O autoconhecimento como meio para alcançar a liberdade
Gikovate afirma que “são as dúvidas e as contradições que nos impedem de desenvolver uma atitude eficaz para o caminho da liberdade, o que equivale a uma falta de convicção quanto aos próprios conceitos. Essa crença só pode existir em quem assume plenamente suas contradições, sem recorrer ao expediente fácil de projetar um de seus componentes ”.
Portanto, a liberdade, que para Gikovate “significa essencialmente coerência entre ideias, conceitos e comportamentos objetivos”, deve ser buscada por meio de um profundo exercício de introspecção. Somente se nos conhecermos e soubermos o que queremos, teremos força suficiente para escolher a liberdade.
“Todas as pessoas precisam saber o quanto estão fascinadas pelas coisas materiais que nossa sociedade oferece para consumo e o preço que estão dispostas a pagar para acessá-las. Negar o fascínio que exercem pode levar a enormes mal-entendidos e causar sérias frustrações [...] Estar disposto a pagar qualquer preço por eles pode levar a um erro ainda mais grave: a pessoa pode perceber que está morrendo de tédio apesar de estar cercada por tudo o que quiser ".

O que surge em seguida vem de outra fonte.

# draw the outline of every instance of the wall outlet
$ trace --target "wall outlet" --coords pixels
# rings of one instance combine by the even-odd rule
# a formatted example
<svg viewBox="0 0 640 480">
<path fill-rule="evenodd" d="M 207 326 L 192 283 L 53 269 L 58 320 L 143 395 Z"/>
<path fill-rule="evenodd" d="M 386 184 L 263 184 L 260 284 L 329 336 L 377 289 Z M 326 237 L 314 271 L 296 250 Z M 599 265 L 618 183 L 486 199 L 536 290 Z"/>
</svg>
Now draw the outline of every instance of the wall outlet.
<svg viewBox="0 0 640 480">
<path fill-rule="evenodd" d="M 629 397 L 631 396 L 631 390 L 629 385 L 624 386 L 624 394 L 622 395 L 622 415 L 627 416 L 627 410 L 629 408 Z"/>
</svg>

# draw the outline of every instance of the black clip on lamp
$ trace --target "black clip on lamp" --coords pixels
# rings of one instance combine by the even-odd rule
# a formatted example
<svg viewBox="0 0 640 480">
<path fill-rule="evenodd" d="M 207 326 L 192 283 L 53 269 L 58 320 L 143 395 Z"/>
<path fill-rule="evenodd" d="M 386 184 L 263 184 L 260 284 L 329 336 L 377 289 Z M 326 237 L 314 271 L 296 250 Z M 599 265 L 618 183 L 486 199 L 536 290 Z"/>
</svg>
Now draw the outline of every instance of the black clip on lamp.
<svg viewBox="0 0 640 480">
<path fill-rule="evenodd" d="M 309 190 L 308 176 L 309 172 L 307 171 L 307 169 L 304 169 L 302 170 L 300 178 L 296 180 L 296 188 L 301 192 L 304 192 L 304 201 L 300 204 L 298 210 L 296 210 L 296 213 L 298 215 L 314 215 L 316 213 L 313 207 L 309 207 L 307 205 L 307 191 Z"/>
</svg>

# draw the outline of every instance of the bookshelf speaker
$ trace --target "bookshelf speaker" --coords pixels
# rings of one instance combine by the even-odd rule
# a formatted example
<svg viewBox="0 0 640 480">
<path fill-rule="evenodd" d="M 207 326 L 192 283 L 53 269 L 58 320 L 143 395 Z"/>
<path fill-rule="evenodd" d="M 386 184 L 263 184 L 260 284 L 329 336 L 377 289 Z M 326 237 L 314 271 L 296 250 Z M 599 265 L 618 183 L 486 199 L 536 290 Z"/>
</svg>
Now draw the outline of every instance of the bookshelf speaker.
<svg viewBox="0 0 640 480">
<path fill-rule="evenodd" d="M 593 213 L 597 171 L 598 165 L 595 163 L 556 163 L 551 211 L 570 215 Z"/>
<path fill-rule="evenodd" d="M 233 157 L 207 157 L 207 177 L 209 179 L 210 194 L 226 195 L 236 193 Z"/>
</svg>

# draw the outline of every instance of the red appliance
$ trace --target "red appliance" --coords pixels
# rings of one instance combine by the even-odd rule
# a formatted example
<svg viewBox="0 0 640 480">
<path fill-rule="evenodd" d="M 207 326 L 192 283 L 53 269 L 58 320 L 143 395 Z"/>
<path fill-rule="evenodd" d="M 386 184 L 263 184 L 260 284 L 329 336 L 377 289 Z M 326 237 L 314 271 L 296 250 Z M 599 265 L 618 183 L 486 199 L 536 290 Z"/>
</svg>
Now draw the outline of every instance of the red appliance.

“Nossas reflexões oscilam entre o hedonismo e o ascetismo, e será necessário chegar a uma convicção firme antes que possamos pensar em uma ação livre e coerente. Só assim seremos capazes de nos fortalecer intimamente para resistir às pressões do meio ambiente e pavimentar nosso caminho. Se não o pudermos fazer, será inútil acusar a estrutura social escravizadora e opressora. Estaríamos apenas nos justificando por não aceitar nossa incompetência ”.
Portanto, o principal inimigo de nossa liberdade somos nós mesmos. E só podemos ultrapassar este “obstáculo” nos reconciliando com o nosso “eu”, tomando decisões conscientes que nos permitem ir atrás dos nossos sonhos, independentemente dos obstáculos que surjam no nosso caminho, que serão muitos.
Quando fazemos esse exercício de autoconhecimento, quando realmente nos conectamos com nossas necessidades, o milagre acontece porque, de repente, as pressões sociais perdem muito de seu peso. Afinal, a sociedade só nos acorrenta na medida em que permitimos que ela nos acorrente.
Gikovate fecha suas reflexões com uma mensagem otimista: “se as pessoas que vivem de forma coerente e consistente fossem mais felizes e se sentissem mais realizadas, isso poderia ter consequências sociais inimagináveis”.